In 2000, he returned to Japan in hopes of starting his restaurant. He worked at Tsukiji fish market for one year before saving enough to start Hommage. Arai, who runs Hommage with his wife, says that his cuisine is an expression of Japanese produce through modern French cooking and it bridges cultural gaps in Japanese and French cuisines.

The Japanese cooking maestro was recently in Hong Kong for a four-hands degustation

experience with head chef and owner Hideaki Sato of two-Michelin-starred French restaurant Ta Vie in Central, Hong Kong. The three-year-old restaurant serves seasonal Asian produce in modern French styles.

Sato admires that Arai runs his restaurant in a no-frills family-like manner in spite of his internationally-acclaimed statue. These days, Arai lives with his wife and children in a unit above the restaurant.

On this chef collaboration, Sato adds: “Given our similar background and philosophy in our cuisines, it gave us the opportunity to exchange our vision and passion for food.”

We invite chef Arai to reflect on his restaurant's Michelin-starred journey.

What was your first encounter with the MICHELIN Guide?
When I first heard about the Guide, I never imagined that I would be recognised in it one day. At that time, the guide was only present in Europe.

How was it like when Hommage received two Michelin stars last year?
The thought that “finally, the restaurant could stand on the world stage” came to my mind. I have been working towards getting two Michelin stars for the past two years.

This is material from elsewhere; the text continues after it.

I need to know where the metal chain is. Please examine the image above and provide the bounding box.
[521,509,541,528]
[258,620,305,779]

How did you celebrate this achievement?
I celebrated with a small party with my restaurant staff. It was such a memorable occasion that my kids made me a huge card filled with celebratory messages.

As a chef, what does having two Michelin stars mean to you?
This special achievement is a recognition of the hard work that my team and I have put into the restaurant every day. Receiving two stars is a very emotional milestone in my career.

What advice do you have for young chefs aiming for Michelin stars?
Keep in mind that the Michelin star recognition is just the result of hard work that you have to put in on a daily basis.